Bu iki kitap, Mustafa Sait Bey'in Avrupa Seyahatnamesi (1898) (YKY, 2004) ile, Şehzade Ali Vasıb Efendi tarafından kaleme alınmış olan Bir Şehzadenin Hâtırâtı: Vatan ve Menfâda Gördüklerim ve İşittiklerim (YKY, 2004). Dönmedolabı 1898 yılında görmüş olan Mustafa Sait Bey, şöyle tarif ediyor:
"Badehu Mazhar Beyefendi'nin delaleti ile Viyana'nın mahut tekerleğini döndüren makineler dairesini dolaştık ki bu daire serginin yanıbaşında olup yalnız bir makinist binlerce makineyi tedvir etmekte ve koskoca bir tekerleği döndürerek vagonlar dolusu ahaliyi yüz metre irtifaa kadar çıkarıp kuşbakışı koca Viyana'yı temaşa ettirmekte idi. Bayram günleri Fatih Cami-i Şerifi avlusunda çocuklara mahsus olmak üzere kurulan dönmedolapların muntazamcasından ibaret olan bu tekerlek yüz metre irtifaında idi. Bizim çocukların bindikleri mahaller dört beş çocuğu ancak istiab edecek derecede olduğu halde bu tekerleğin yüz metre irtifaına kadar çıkardığı seyircilerin rakib oldukları adeta bir şömendöfer vagonu kadar cesim ve muntazam olup vagon şeklinde ve müteaddid pencereleri havi idi." (s. 167-8).

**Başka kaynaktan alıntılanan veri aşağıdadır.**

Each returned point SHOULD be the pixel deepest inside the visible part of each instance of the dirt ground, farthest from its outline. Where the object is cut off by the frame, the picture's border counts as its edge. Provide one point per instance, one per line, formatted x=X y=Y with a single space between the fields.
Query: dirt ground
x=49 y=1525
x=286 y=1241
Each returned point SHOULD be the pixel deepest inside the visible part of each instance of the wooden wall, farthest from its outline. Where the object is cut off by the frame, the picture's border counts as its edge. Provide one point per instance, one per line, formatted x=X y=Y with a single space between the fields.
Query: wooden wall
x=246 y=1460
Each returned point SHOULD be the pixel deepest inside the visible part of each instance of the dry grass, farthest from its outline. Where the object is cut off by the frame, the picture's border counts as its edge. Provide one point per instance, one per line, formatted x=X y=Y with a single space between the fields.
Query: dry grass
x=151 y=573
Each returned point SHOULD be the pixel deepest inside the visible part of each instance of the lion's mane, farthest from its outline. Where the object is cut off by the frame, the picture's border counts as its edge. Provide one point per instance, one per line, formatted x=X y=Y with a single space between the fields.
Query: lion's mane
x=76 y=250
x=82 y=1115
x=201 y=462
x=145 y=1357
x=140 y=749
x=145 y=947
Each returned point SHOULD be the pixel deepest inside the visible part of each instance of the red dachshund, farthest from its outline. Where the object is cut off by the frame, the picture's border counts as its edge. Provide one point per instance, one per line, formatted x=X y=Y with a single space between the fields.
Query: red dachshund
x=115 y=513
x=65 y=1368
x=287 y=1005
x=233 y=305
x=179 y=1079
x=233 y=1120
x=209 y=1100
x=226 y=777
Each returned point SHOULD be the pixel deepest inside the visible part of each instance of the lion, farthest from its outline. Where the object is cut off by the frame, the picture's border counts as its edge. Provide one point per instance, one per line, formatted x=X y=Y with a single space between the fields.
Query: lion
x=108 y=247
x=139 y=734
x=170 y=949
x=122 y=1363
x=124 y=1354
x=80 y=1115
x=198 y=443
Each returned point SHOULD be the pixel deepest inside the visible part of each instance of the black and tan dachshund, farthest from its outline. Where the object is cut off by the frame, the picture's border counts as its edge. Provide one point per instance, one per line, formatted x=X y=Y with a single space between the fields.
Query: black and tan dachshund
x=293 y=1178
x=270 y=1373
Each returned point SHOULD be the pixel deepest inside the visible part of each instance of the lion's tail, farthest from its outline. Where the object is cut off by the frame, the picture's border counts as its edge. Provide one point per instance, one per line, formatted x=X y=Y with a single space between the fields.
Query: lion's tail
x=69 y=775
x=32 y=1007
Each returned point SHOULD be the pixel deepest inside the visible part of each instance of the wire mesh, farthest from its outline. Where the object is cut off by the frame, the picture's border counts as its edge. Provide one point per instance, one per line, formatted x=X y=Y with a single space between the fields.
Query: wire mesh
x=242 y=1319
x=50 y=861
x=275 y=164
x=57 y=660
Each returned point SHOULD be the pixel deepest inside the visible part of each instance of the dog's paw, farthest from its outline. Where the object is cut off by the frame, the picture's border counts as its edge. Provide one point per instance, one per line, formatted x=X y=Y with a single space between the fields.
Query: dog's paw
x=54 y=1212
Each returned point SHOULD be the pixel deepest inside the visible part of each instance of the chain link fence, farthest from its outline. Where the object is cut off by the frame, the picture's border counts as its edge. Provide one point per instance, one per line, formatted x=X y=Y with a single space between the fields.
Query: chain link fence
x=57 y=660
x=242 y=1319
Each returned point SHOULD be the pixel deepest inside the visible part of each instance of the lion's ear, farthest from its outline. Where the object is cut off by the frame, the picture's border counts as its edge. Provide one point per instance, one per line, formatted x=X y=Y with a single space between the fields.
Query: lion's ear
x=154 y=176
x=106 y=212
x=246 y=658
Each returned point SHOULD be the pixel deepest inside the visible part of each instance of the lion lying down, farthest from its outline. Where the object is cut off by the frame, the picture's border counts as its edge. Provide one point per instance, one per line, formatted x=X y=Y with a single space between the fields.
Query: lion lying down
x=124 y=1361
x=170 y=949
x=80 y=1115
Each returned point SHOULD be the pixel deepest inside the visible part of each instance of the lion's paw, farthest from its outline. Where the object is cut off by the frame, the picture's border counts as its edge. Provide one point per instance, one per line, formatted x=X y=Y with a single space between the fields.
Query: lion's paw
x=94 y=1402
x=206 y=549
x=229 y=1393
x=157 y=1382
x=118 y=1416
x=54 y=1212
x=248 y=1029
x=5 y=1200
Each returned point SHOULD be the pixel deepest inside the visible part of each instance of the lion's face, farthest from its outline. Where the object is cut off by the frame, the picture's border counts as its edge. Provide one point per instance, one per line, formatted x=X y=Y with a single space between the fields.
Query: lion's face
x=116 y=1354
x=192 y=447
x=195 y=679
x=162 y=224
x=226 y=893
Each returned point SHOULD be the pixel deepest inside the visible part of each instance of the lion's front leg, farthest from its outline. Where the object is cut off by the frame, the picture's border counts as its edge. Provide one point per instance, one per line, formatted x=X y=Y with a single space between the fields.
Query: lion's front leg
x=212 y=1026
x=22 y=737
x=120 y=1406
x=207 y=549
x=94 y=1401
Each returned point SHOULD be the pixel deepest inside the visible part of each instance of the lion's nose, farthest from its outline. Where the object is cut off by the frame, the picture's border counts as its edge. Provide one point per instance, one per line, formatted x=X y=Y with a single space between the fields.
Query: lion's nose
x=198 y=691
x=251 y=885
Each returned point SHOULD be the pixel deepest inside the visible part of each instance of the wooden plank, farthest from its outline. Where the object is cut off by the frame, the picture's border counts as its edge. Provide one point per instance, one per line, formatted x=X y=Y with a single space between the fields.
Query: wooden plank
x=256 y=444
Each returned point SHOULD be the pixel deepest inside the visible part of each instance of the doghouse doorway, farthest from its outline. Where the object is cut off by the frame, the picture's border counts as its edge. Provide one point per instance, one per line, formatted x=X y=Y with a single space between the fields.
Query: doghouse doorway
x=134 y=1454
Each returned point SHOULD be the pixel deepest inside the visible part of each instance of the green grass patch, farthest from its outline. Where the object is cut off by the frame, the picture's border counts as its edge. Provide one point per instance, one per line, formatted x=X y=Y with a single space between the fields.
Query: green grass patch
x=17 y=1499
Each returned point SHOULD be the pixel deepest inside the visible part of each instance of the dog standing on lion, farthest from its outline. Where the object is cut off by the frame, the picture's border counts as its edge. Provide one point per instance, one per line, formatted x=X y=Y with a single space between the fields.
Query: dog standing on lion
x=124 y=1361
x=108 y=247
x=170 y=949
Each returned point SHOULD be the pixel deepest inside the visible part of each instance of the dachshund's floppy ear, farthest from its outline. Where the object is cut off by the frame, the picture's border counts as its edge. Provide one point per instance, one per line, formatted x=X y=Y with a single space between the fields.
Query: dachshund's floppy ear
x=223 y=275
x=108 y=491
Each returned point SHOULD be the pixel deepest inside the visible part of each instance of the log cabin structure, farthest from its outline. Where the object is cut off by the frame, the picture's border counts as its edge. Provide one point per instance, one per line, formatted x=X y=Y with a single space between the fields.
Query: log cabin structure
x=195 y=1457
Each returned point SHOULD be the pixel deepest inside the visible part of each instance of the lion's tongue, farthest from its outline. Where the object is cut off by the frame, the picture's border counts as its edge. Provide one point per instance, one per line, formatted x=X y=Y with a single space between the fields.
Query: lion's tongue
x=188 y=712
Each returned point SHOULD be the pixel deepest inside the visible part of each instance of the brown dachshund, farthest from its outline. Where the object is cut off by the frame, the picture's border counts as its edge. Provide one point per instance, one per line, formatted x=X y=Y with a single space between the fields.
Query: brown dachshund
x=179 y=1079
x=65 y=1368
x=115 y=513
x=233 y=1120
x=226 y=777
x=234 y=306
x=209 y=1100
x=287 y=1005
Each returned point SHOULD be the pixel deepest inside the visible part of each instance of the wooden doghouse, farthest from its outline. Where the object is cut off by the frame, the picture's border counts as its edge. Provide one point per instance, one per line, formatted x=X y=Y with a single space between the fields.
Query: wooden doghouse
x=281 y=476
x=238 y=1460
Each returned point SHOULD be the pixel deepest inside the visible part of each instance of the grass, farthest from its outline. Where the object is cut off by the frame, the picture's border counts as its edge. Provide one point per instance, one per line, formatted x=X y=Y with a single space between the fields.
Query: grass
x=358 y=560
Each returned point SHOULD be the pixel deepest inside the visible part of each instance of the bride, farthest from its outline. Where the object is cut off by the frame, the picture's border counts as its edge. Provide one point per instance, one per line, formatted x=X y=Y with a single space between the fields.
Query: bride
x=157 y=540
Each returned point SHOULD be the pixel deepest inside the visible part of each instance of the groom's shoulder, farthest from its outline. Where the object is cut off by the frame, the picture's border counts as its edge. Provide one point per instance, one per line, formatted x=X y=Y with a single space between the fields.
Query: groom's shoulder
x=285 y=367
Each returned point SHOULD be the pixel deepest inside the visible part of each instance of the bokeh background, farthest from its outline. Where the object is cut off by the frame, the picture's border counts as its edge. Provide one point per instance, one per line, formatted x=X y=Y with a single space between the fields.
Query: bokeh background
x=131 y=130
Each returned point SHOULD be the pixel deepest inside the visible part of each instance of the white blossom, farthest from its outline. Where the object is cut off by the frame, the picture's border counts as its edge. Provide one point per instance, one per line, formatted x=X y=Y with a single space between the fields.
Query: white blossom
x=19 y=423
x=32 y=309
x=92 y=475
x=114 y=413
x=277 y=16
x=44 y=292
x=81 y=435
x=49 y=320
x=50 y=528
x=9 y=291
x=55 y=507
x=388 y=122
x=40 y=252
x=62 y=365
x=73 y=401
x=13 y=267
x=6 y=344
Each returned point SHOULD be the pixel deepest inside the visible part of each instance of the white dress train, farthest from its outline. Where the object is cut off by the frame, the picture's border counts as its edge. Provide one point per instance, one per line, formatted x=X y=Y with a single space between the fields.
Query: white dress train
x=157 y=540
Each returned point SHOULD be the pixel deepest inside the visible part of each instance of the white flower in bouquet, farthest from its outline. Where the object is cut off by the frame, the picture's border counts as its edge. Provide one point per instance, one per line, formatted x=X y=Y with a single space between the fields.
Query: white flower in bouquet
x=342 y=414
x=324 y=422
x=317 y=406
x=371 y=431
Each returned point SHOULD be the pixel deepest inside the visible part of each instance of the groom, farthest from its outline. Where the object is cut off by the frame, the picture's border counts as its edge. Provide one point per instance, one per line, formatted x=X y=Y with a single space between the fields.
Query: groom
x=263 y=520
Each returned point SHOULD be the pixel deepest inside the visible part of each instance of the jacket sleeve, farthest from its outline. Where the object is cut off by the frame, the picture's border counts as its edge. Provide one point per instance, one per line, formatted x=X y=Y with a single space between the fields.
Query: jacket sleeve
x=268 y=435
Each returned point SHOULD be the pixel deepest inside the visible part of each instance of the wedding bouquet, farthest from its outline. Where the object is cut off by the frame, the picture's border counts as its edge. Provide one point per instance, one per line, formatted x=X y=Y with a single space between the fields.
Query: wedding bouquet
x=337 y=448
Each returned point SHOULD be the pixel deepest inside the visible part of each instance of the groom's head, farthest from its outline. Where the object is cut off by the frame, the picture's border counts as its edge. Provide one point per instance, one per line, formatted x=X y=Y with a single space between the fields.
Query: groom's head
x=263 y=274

Ali Vasıb Efendi ise, 1924 yılında Meclis kararıyla Türkiye'den çıkarılmalarının birkaç hafta ardından gördüğü dönmedolabı şöyle anlatıyor:
"Prater'deki lunapark da pek eğlencelidir. Burada Paris'in Eyfel kulesine teşbih edilebilecek, müteharrik bir daire üstünde muhtelif camekânlı odalardan mürekkep bir kule vardır. Bu camekânlı odaların içine binen insanlar bu müteharrik dairenin en üstüne kadar çıkarlar ve öbür taraftan aşağı inerler ve en yükseğe çıktıklarında bütün Viyana şehrini kuşbakışı olarak görürler. Buna da bir iki kere bindim." (s. 153).
İki betimlemeye baksak hangisi bir şehzade tarafından, hangisi Gümrükler Genel Müdürlüğü bünyesinde çalışan bir müfettişe ait, emin olamayız. Mustafa Sait Bey'in anlatımı çok daha ayrıntılı ve canlı. Gerçi Ali Vasıb Efendi'nin de hanesine yazılabilecek birkaç mazeret var. Bir kere bir seyahatname kaleme almıyor, gördüklerini olabildiğince canlı anlatmak gibi bir kaygısı yok. Viyana'nın gezilip görülecek yerleri doğal olarak anılarında fazla yer tutmuyor. Sonra, bu tasvir bir de aslında 1960larda kaleme alınmış, Şehzade'nin bu ayrıntıyı yüzeyselce geçmesi bu açıdan da anlaşılır. Ama yine de dönmedolabı olabilecek en kötü şekillerden birinde anlatmış gibi geliyor bana. Türkiye'de çok eskiden beri dönmedolap olduğunu bilmeyip Mustafa Sait Bey'in aksine o odur diye atıf yapamaması da cabası. Bu, bayramları ve diğer bütün günleri saray ortamında geçirmiş olmasıyla ilgili olabilir.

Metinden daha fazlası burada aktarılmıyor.